FAS

NSA Surveillance and the Failure of Intelligence Oversight

07.01.13 | 2 min read | Text by Steven Aftergood

Recent disclosures of NSA collection of records of US telephone and email traffic have some unfortunate parallels and precedents in the early history of the Agency that were thought to have been repudiated forever.

“After World War II, the National Security Agency (NSA) established and directed three programs that deliberately targeted American citizens’ private communications,” wrote Army signals intelligence officer Major Dave Owen in a paper published late last year in an Army intelligence journal.

The three programs were Project SHAMROCK (1945 to 1975), which collected telegraph communications;  Project MINARET (1960 to 1973), which functioned as a watch list for terms, names and references of interest;  and Drug Watch Lists (1970 to 1973), which focused on communications of individuals and organizations believed to be associated with illegal drug traffic.  Information about these programs first became public in the 1970s upon investigation by the U.S. Senate Select Committee to Study Governmental Operations with respect to Intelligence Activities, known as the Church Committee.

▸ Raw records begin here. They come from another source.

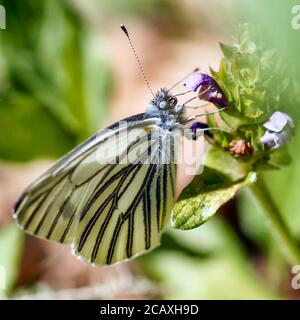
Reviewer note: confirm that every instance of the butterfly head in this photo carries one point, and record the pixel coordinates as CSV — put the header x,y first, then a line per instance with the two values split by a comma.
x,y
165,106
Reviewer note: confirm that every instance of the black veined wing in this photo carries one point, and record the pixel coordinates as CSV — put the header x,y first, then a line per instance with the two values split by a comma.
x,y
107,206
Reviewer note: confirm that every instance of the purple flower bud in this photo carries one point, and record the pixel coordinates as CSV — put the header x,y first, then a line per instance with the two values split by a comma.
x,y
278,131
207,88
200,126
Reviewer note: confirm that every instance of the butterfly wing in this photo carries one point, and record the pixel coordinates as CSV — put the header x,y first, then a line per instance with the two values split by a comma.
x,y
109,203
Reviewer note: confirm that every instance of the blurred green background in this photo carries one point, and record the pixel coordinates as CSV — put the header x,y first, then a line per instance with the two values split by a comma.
x,y
65,73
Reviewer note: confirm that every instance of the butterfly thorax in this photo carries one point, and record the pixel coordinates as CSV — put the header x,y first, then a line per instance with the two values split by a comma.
x,y
164,106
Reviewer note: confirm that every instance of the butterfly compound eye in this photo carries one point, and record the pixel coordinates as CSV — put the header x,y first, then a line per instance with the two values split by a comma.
x,y
172,101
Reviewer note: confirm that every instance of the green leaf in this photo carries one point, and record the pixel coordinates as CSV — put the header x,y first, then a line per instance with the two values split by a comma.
x,y
204,196
11,245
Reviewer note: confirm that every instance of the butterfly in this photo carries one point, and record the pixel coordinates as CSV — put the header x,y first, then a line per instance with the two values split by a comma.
x,y
107,208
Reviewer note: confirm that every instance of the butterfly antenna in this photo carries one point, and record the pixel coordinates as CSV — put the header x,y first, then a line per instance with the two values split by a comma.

A capsule summary of the three programs was presented by Major Owen in A Review of Intelligence Oversight Failure: NSA Programs that Affected Americans, which was published in the October-December 2012 issue of Military Intelligence Professional Bulletin.

Major Owen writes that the work of the Church Committee “led to legal restrictions on the NSA’s foreign intelligence authorities, as well as robust intelligence oversight processes to ensure that NSA continued to adhere to these legal restrictions.”

But then he makes an assertion that, in light of recent revelations, can only be viewed as disingenuous or uninformed:

“These [oversight] processes have formed and continuously reinforce an NSA culture that is extremely adverse to any issue that may be construed as collecting on American citizens.”

Major Owen admits vaguely that “this culture has shifted slightly over the last decade.”  But what reader would have imagined that it could possibly extend to the collection of call records and email metadata generated by nearly every American citizen?

“In our view, the bulk collection and aggregation of Americans’ phone records has a significant impact on Americans’ privacy,” wrote Senators Ron Wyden, Mark Udall and numerous Senate colleagues in a June 27 letter to the Director of National Intelligence.

The secret bulk collection of American communication records was, among other things, a colossal error in classification judgment as well as a historic failure of intelligence oversight.

If a fair account of these intelligence collection programs “had been told to the American public at the time when Congress was debating what the scope of surveillance powers should be, it might well be that we would have less public distrust of the government, and maybe even Snowden wouldn’t have done what he did,” said Kate Martin of the Center for National Security Studies at a forum held at the Newseum on June 26.

“The American people shouldn’t be treated as idiots,” she said.